Wednesday, March 25, 2015

Rome 6

In Rome, churches are everywhere. Mostly, as I said earlier, they are relatively simple on the outside and stunningly opulent on the inside. One thing was true for all that we entered. SILENCE. No matter what the sound level of the street you step in from, the churches were silent. It is something that surprised me every time I stepped into one and brought to mind one word---sanctuary. The churches were often empty and sometimes had an attendant of some sort. They all had places to leave monetary offerings.
Speaking of offerings, of the few beggars we saw on the street, there was one group of individuals that stand out, the penitents. I'm not sure what the "official" term for them is, but it was clear that they were seeking penance for some sin, either personal or on behalf of the rest of us.
They were always dressed in black and on their knees but otherwise in submission,prostrate, face on the ground with arms outstretched as if praying. They said nothing and did not move. There would be a cup by their side. I remember seeing one with the lower half of her body in the street, between two parked cars. It struck me as yet another part of the parking problems in Rome.
One day, after ending up at the Vatican by chance, we started standing in line to enter. The line was very long due to security checks and extended for perhap 1/4 mile, making a half circle around the vatican courtyard, known as St. Peter's Square(it's actually an oval). This is the place where people wait for the puff of smoke when a new pope is selected and on occasion listen to the pope address the people.

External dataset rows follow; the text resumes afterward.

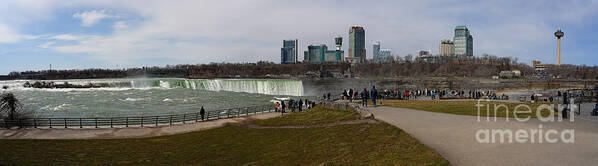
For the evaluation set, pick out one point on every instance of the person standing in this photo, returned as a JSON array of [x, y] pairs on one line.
[[364, 97], [350, 95], [374, 92], [282, 105], [202, 113], [300, 105]]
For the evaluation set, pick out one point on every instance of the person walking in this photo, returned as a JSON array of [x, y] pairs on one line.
[[350, 95], [374, 95], [283, 106], [300, 105], [202, 113]]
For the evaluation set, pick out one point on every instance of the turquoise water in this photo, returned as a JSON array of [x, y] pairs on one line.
[[148, 97]]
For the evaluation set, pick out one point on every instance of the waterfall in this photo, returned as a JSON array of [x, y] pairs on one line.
[[271, 87], [262, 86]]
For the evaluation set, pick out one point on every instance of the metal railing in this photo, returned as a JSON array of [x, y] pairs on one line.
[[119, 122]]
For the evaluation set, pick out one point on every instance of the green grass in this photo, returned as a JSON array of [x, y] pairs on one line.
[[371, 144], [467, 107], [314, 116]]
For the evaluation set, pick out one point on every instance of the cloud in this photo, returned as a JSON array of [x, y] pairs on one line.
[[66, 37], [90, 18], [46, 45], [201, 31], [119, 25], [7, 35]]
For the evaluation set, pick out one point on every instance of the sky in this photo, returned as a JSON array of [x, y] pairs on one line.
[[35, 34]]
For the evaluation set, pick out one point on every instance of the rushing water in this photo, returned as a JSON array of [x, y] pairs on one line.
[[146, 97]]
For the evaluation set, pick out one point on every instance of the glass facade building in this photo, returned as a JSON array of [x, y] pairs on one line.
[[321, 55], [356, 44], [446, 48], [289, 51], [462, 42], [376, 51]]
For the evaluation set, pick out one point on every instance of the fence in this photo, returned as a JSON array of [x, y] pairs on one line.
[[137, 121]]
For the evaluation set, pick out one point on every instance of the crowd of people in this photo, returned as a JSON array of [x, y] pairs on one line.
[[404, 94], [293, 105]]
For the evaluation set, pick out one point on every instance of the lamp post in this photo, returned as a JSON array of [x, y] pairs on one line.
[[558, 35]]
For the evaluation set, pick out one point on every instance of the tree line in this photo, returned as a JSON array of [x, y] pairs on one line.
[[484, 66]]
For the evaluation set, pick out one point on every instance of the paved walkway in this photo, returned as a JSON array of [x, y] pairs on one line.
[[131, 132], [454, 137]]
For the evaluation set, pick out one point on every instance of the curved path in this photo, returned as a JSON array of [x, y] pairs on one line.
[[454, 137]]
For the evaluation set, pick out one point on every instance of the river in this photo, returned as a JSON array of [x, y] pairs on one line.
[[150, 96]]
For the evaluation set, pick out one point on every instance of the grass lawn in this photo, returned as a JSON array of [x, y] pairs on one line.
[[318, 115], [468, 107], [371, 144]]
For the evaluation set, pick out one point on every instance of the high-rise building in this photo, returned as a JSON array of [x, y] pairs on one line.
[[385, 55], [376, 51], [356, 44], [338, 41], [289, 52], [463, 42], [558, 35], [321, 55], [423, 53], [446, 48]]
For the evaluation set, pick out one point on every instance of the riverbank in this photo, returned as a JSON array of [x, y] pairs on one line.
[[342, 139], [130, 132]]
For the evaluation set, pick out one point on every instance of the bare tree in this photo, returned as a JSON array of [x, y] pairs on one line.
[[11, 108]]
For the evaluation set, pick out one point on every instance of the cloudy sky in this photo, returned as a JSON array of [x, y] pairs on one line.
[[120, 34]]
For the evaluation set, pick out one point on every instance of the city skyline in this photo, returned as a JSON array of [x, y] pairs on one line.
[[105, 34]]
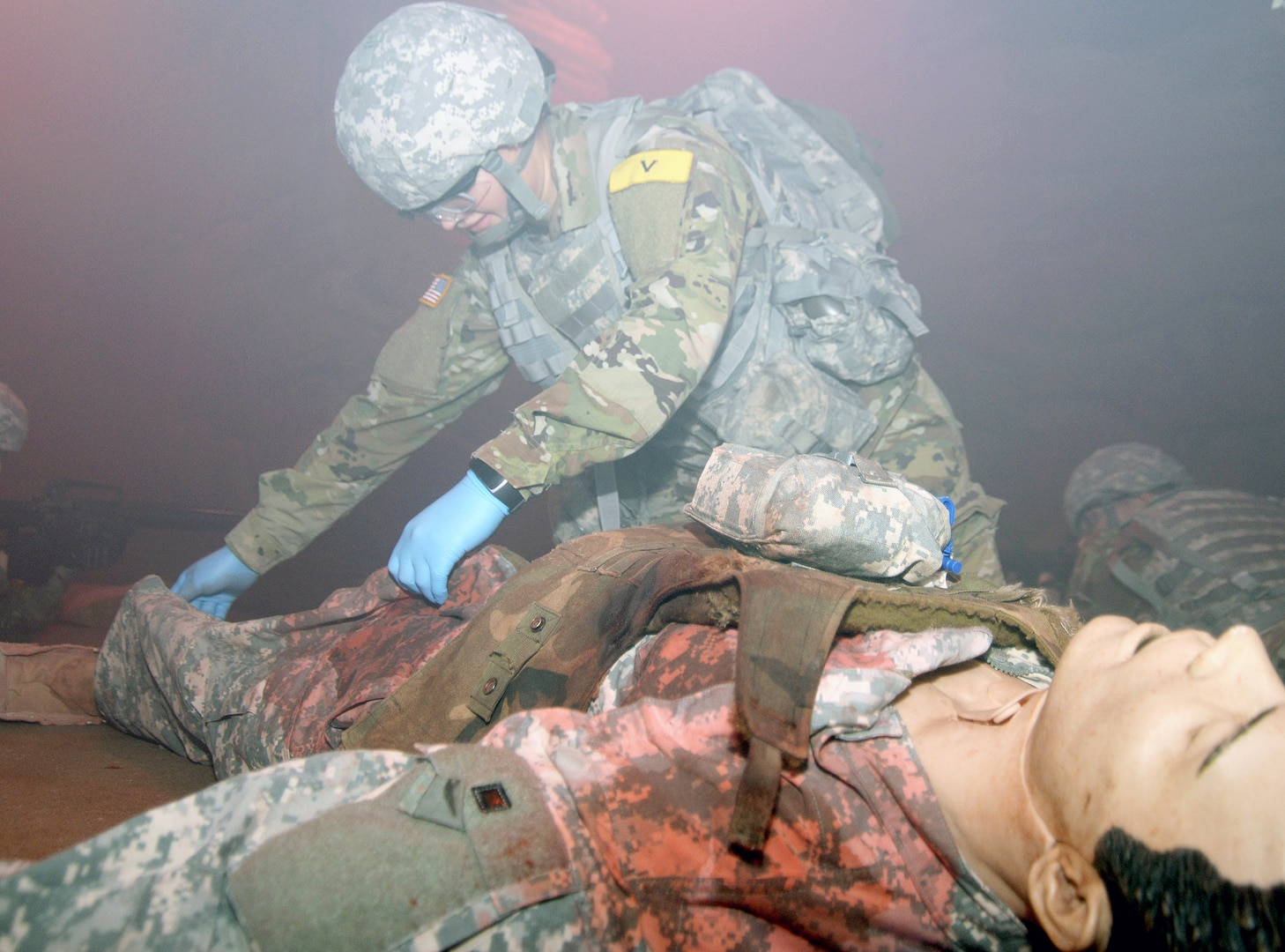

We had tickets for the museum and Sistine Chapel, for the following day so after standing in line for awhile we decided to abandon the Vatican for that day. 
The Vatican
It was a good choice because it led to another chance to "get lost in Rome". 
The interior of the 142' diameter Pantheon dome
As I said before, Rome is constantly circling back on itself, and our stumbling led us gradually through high end shopping areas to The Pantheon. As usual, we followed small streets which opened into yet another piazza. But, this one held the Pantheon. Needing a little refreshment after our wandering, we sat in one of the many open air cafes' facing the Pantheon. These cafes' are the conduit through which the life blood of Rome flows. Yes, they have wifi and bathrooms. Yes, they usually cost a bit more than out of the way places, and YES, they are a very welcome sight. As we sat down and unwound with Bonnie's favorite, a Spritz and a beer for me, I checked my email. I had been communicating with my good friend Leslie Ross since being in Rome. Leslie is married to Paolo and they met in Rome, so she was a wonderful source for stories of romantic Rome. So, we are sitting there, facing the Pantheon and I open my email. It is from Leslie and she is telling me that we must see the Pantheon and why. Being an architect, Leslie quickly filled me in on facts about it's history and construction. Of course, due to the marvels of modern technology, I snapped a shot of the Pantheon from the perspective under the cafe canopy and emailed it to her on the spot. 
The Pantheon

After finishing our drinks, we made our way(me on slightly shaky beer legs) to this marvelous structure. The Pantheon dome is still today the largest brick dome ever built, made possible by the wonder of "Roman Concrete" and engineering. The interior of the dome appears to be concrete. (photo above)

The Piazza della Rotonda is the site of the Pantheon and of course it is a major tourist spot. As with many tourist attractions in Rome, the air was full of rock and roll. There would be a solo or two musicians with a "band in a box" set up. So, you would hear a full rock band endlessly playing familiar music.


I'm getting hungry---oh, to be in Rome and pop in somewhere for bread, wine and cheese. Perhaps a cappuccino would go well too. I guess I have culture shock.